Considérant ce qui suit :

1. Aux termes de l'article R. 541-1 du code de justice administrative : " Le juge des référés peut, même en l'absence d'une demande au fond, accorder une provision au créancier qui l'a saisi lorsque l'existence de l'obligation n'est pas sérieusement contestable. Il peut, même d'office, subordonner le versement de la provision à la constitution d'une garantie ".

2. La société Upsilon formation demande au juge des référés, statuant sur le fondement des dispositions qui viennent d'être citées, de condamner la Caisse des dépôts et consignations à lui verser à lui verser la somme de 359 709,42 euros ; il est constant que ce montant total correspond à plusieurs versements qui ont été effectués, sur un compte détenu par la Caisse, par une société auprès de laquelle la société Upsilon formation avait auparavant procédé à des dépôts de sommes d'argent.

3. A l'appui de sa demande de provision, la société requérante se borne à invoquer une obligation pesant selon elle sur la Caisse des dépôts et consignations et consistant à devoir lui restituer des sommes d'argent indument versées à cette dernière par un tiers auprès duquel elle avait déposé ces sommes dans le cadre d'opérations régies par le code monétaire et financier.

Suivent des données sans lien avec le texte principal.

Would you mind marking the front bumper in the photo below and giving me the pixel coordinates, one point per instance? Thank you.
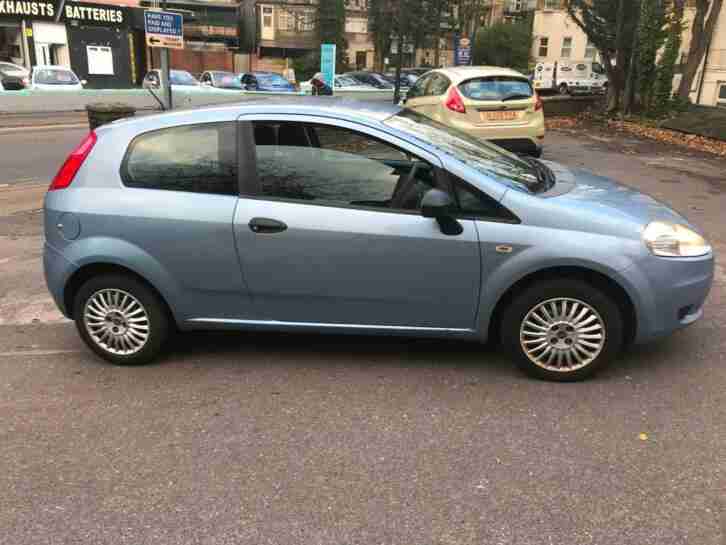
(672, 293)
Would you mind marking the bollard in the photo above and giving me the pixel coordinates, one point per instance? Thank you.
(101, 113)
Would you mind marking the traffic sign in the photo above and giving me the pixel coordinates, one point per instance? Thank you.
(327, 63)
(164, 29)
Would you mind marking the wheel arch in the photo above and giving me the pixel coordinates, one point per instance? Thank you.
(594, 278)
(90, 270)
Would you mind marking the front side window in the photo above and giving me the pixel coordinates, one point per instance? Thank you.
(322, 164)
(496, 88)
(488, 159)
(543, 45)
(196, 158)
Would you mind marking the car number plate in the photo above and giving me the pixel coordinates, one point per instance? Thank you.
(499, 116)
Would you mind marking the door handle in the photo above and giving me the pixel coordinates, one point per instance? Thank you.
(266, 225)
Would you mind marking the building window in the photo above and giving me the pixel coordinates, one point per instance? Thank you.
(590, 50)
(543, 43)
(356, 25)
(566, 48)
(286, 21)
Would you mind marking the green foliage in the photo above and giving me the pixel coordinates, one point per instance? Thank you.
(663, 102)
(651, 36)
(504, 44)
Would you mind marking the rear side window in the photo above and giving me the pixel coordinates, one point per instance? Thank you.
(496, 88)
(196, 158)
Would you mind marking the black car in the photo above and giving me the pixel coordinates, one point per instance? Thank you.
(373, 79)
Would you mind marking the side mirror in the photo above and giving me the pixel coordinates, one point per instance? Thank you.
(438, 204)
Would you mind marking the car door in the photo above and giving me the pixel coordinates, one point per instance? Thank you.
(327, 235)
(418, 97)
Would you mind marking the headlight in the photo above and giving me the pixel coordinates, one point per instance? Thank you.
(674, 240)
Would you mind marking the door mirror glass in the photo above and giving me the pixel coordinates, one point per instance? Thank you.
(436, 204)
(439, 205)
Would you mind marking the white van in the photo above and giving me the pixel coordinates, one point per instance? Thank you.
(570, 77)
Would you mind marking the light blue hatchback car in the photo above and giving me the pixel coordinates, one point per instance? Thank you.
(327, 215)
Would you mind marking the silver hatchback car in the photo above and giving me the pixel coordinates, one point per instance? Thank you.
(325, 215)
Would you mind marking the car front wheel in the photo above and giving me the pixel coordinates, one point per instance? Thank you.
(563, 330)
(121, 319)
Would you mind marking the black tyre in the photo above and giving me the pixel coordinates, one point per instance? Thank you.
(121, 319)
(562, 330)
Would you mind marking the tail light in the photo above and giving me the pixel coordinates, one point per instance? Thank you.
(454, 101)
(538, 104)
(68, 171)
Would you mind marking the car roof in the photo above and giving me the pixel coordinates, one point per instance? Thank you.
(52, 67)
(368, 113)
(457, 74)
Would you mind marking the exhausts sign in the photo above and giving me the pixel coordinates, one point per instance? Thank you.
(71, 11)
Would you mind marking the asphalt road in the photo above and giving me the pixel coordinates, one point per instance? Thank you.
(32, 155)
(282, 439)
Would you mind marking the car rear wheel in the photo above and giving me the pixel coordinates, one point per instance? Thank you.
(563, 330)
(121, 319)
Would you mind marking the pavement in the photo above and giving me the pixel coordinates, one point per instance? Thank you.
(326, 440)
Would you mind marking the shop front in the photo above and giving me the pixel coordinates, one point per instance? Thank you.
(91, 39)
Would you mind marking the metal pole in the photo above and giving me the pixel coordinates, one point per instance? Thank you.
(165, 69)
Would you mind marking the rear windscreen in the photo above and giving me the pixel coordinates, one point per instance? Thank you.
(496, 88)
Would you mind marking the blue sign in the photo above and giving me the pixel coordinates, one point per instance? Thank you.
(164, 29)
(327, 63)
(462, 51)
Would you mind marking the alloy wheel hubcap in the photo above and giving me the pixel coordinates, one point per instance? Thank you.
(116, 321)
(562, 334)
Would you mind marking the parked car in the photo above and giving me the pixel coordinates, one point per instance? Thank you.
(55, 78)
(407, 79)
(570, 77)
(221, 80)
(490, 103)
(358, 218)
(373, 79)
(266, 81)
(9, 82)
(342, 83)
(177, 78)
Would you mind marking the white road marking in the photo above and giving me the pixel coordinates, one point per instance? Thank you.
(32, 353)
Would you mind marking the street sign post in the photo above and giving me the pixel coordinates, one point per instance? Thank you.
(462, 51)
(164, 29)
(327, 64)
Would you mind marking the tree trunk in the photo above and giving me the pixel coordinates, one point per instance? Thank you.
(700, 39)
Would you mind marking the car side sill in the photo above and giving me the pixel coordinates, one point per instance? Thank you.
(277, 324)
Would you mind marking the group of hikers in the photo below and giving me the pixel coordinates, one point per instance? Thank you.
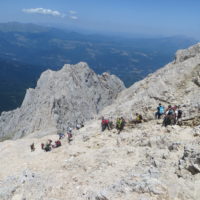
(172, 115)
(120, 123)
(48, 146)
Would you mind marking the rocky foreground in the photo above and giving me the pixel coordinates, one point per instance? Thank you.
(61, 99)
(143, 162)
(148, 162)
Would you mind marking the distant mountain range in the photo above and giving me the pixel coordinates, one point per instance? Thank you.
(28, 49)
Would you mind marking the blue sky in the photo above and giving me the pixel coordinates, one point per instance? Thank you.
(148, 17)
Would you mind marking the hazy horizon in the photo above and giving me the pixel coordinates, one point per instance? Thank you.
(126, 18)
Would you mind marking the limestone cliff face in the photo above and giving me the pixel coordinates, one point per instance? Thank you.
(75, 93)
(178, 83)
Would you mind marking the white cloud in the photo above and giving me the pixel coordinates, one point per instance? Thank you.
(72, 12)
(73, 17)
(43, 11)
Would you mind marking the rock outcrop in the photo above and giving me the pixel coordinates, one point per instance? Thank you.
(144, 162)
(62, 98)
(178, 83)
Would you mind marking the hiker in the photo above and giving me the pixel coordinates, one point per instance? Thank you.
(42, 146)
(160, 111)
(78, 126)
(57, 144)
(120, 124)
(32, 146)
(110, 125)
(178, 113)
(69, 136)
(170, 116)
(104, 124)
(138, 119)
(61, 135)
(48, 145)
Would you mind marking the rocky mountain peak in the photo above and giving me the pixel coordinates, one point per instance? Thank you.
(61, 99)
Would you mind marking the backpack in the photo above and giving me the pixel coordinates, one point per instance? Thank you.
(161, 110)
(171, 112)
(179, 113)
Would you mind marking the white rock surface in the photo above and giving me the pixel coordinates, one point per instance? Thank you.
(177, 84)
(147, 162)
(74, 93)
(139, 163)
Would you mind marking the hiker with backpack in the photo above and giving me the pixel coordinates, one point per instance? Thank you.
(120, 123)
(178, 113)
(160, 111)
(104, 124)
(32, 146)
(69, 134)
(170, 116)
(138, 119)
(57, 144)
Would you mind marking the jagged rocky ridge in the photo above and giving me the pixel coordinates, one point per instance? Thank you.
(62, 98)
(147, 162)
(178, 83)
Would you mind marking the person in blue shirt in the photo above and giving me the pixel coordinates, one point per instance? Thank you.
(160, 111)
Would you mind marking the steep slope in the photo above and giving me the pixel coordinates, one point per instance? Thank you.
(147, 162)
(178, 83)
(62, 98)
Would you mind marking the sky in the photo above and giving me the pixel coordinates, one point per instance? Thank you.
(131, 17)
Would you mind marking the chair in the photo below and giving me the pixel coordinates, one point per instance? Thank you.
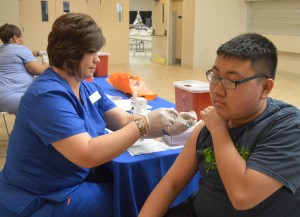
(4, 118)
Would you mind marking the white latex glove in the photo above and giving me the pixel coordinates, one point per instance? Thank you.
(41, 53)
(184, 121)
(161, 118)
(45, 59)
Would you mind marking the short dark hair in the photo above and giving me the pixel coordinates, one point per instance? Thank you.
(8, 31)
(254, 47)
(73, 35)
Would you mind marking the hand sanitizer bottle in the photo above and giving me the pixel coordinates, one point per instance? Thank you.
(133, 100)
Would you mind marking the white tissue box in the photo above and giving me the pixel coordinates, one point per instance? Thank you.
(178, 139)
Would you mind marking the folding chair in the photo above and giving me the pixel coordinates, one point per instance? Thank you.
(4, 118)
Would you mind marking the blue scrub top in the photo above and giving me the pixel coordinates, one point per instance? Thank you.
(49, 111)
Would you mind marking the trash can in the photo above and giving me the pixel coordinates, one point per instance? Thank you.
(102, 67)
(191, 95)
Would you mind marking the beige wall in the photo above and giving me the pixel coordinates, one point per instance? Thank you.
(115, 32)
(9, 12)
(206, 24)
(214, 23)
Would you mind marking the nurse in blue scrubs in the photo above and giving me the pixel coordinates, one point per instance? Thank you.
(60, 133)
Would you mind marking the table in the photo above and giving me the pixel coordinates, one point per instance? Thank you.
(136, 176)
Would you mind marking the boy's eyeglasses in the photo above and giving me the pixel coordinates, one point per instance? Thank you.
(227, 83)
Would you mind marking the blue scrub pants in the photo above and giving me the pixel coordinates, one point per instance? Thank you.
(89, 200)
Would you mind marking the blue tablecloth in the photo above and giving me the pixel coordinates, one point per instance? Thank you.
(136, 176)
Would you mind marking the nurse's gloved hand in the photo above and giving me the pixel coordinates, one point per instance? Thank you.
(184, 121)
(161, 118)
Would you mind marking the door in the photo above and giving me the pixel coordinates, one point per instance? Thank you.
(36, 18)
(161, 40)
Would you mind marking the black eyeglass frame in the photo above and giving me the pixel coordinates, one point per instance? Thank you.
(235, 82)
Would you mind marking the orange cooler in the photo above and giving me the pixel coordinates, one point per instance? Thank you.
(191, 95)
(102, 67)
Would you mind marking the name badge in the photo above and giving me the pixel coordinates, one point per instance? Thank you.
(95, 97)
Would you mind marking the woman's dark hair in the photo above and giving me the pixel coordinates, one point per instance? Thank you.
(254, 47)
(8, 31)
(73, 35)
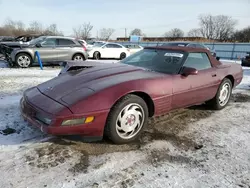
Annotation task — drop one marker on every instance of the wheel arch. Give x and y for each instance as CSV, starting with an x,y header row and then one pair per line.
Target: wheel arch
x,y
76,53
27,53
231,78
147,99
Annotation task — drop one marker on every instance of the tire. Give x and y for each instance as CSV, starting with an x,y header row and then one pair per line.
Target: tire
x,y
97,55
78,57
23,60
123,55
138,121
216,103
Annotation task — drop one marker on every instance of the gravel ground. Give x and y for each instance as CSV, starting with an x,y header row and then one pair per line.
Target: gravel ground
x,y
192,147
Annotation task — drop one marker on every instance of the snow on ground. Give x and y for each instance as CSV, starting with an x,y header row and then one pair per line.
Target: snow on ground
x,y
192,147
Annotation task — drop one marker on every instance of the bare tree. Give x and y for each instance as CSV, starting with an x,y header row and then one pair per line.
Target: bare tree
x,y
176,32
216,27
83,31
105,33
224,27
52,30
35,27
242,35
194,33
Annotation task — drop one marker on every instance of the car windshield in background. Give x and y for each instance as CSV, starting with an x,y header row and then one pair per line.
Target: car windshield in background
x,y
35,41
158,60
98,44
174,44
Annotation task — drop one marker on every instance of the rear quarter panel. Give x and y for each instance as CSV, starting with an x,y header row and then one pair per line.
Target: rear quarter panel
x,y
230,69
158,89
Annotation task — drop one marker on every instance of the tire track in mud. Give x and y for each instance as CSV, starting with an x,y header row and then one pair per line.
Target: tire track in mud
x,y
166,127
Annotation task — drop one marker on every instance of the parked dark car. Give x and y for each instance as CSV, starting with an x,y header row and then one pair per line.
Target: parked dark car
x,y
191,44
246,61
52,49
17,42
93,99
6,38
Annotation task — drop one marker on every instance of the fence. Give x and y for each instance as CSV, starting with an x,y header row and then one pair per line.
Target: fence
x,y
223,50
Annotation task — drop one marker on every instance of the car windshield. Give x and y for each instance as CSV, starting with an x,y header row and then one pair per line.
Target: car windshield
x,y
98,44
35,41
158,60
174,44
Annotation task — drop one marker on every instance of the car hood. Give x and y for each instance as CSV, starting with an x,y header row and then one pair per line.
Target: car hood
x,y
93,77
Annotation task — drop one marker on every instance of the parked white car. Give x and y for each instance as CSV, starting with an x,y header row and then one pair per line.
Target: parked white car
x,y
133,48
108,50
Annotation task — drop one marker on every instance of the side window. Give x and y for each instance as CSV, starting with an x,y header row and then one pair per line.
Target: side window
x,y
65,42
116,46
49,42
108,46
191,45
200,46
199,61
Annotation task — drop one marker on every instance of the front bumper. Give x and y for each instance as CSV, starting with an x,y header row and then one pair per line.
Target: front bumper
x,y
29,111
245,62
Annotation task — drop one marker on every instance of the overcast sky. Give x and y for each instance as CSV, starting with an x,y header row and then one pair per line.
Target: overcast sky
x,y
154,17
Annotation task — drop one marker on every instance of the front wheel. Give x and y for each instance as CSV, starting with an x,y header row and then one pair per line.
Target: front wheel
x,y
122,55
97,55
222,96
126,119
78,57
23,60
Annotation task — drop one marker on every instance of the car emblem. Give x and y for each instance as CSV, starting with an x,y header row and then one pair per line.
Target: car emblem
x,y
49,88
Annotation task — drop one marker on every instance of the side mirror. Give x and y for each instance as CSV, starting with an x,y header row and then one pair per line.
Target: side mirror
x,y
38,45
189,71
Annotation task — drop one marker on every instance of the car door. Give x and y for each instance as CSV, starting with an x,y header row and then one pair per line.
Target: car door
x,y
112,50
47,51
194,89
64,49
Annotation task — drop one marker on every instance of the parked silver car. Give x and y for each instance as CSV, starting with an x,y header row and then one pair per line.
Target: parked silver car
x,y
52,49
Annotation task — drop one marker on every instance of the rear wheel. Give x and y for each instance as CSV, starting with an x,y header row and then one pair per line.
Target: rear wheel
x,y
222,96
123,55
78,57
23,60
126,119
97,55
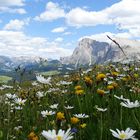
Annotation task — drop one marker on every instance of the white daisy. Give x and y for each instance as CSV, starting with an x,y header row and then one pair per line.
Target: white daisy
x,y
121,98
42,80
47,113
54,106
69,107
40,94
101,109
81,116
129,104
20,101
61,135
124,135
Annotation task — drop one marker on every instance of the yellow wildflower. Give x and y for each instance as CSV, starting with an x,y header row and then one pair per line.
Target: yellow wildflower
x,y
110,87
32,136
100,91
60,116
100,77
79,92
88,80
83,125
115,74
114,84
74,120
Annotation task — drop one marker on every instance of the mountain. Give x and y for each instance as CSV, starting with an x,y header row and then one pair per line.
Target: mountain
x,y
91,52
11,63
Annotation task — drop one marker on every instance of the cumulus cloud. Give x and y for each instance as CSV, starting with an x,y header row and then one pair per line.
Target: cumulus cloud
x,y
16,43
8,6
12,2
59,39
53,11
103,36
16,24
125,15
59,30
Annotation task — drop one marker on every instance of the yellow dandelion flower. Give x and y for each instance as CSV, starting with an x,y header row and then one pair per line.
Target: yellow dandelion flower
x,y
136,75
32,136
100,91
114,73
114,84
100,77
79,92
83,125
60,116
88,80
110,87
78,87
74,120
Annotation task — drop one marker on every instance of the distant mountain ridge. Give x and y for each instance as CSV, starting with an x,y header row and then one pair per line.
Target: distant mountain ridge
x,y
8,64
90,52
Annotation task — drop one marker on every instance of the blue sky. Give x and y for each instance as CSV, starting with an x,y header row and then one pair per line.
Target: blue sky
x,y
53,28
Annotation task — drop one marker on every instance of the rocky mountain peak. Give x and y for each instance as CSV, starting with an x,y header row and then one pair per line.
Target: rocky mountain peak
x,y
90,51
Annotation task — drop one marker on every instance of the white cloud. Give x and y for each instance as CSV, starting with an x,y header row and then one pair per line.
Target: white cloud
x,y
15,43
102,37
12,2
67,33
59,39
81,17
53,12
125,15
12,10
8,6
59,30
16,24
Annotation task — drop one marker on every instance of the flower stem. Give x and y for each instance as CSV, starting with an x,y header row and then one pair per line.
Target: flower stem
x,y
134,115
121,117
101,127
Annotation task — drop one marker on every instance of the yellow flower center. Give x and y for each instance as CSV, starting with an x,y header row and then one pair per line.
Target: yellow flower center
x,y
59,138
123,136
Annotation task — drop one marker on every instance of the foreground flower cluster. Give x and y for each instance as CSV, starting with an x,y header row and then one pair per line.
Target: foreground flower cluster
x,y
100,103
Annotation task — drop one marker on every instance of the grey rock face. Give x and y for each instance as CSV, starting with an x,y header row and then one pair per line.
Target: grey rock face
x,y
90,51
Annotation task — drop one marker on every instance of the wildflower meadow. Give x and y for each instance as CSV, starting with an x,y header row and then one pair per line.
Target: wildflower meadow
x,y
97,103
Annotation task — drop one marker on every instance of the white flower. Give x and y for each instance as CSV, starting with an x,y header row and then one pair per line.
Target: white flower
x,y
18,128
18,107
61,135
64,83
54,106
129,104
69,107
39,94
81,116
121,98
34,83
47,113
124,135
20,101
11,96
42,80
101,109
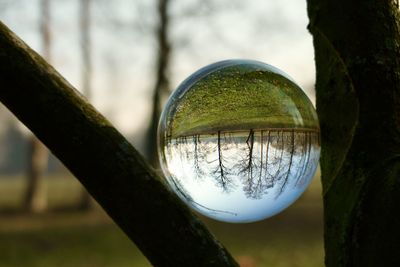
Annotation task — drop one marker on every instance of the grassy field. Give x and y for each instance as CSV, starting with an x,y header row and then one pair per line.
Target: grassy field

Il n'appartient qu'à l'autorité judiciaire de connaître d'une telle obligation de restitution, peu important à cet égard la circonstance, invoquée par la Caisse et discutée par la société requérante, que l'obligation dont se prévaut cette dernière se trouverait compensée par une autre obligation, de restituer des sommes indument perçues au titre d'actions de formation pour lesquelles elle avait obtenu des versements de la Caisse en application des dispositions du code du travail relatives au compte personnel d'activité. Par suite, la requête de la société Upsilon formation, qui se rattache à un litige qui ne relève pas de la compétence de la juridiction administrative, ne peut qu'être rejetée.

4. Il n'y a pas lieu, dans les circonstances de l'espèce, de mettre à la charge de la société Upsilon formation la somme que demande la Caisse des dépôts et consignations au titre des frais exposés par elle et non compris dans les dépens.

O R D O N N E :

Article 1er : La requête de la société Upsilon formation est rejetée.

Article 2 : Les conclusions présentées par la Caisse des dépôts et consignations au titre de l'article L. 761-1 du code de justice administrative sont rejetées.

Article 3 : La présente ordonnance sera notifiée à la société Upsilon formation et à la Caisse des dépôts et consignations.

Fait à Melun, le 9 février 2024.

Le juge des référés,

T. Gallaud

La République mande et ordonne au ministre de l'économie, des finances et de la souveraineté industrielle et numérique en ce qui le concerne ou à tous commissaires de justice à ce requis en ce qui concerne les voies de droit commun, contre les parties privées, de pourvoir à l'exécution de la présente décision.